8. Index the recipes in a Chromadb vector database
Once you have filtered out all the non-recipe elements that you possibly can, you can index the collections
object in the Chromadb vector database. To do this, you need to have created a Chromadb database and have it running on your machine. For instructions on how to create a Chromadb database and add a collection to it, visit the Chromadb documentation.
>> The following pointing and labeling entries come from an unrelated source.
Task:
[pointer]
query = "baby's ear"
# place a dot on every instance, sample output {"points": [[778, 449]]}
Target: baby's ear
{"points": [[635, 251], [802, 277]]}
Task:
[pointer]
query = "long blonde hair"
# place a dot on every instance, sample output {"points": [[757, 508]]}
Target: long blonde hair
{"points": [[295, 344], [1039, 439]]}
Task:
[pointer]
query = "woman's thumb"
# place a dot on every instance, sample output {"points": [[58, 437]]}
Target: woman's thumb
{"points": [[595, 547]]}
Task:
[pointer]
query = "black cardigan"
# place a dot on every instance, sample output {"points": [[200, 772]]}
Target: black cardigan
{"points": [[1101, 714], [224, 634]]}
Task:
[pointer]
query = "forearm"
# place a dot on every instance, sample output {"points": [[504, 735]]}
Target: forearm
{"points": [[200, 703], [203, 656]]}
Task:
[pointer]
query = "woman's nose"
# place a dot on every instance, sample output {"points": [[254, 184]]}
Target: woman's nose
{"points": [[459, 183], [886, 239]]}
9. Query the Chromadb database
Once you have indexed the recipes in the Chromadb database, you can query the database to retrieve the relevant recipe, which you can then pass to an LLM to generate a response to the user(you or I in this case) query.
Conclusion
That's it from me! Even though this article is about a recipe book, I hope you can see how you can use the Unstructured API and Batch API to process any PDF file for your RAG application.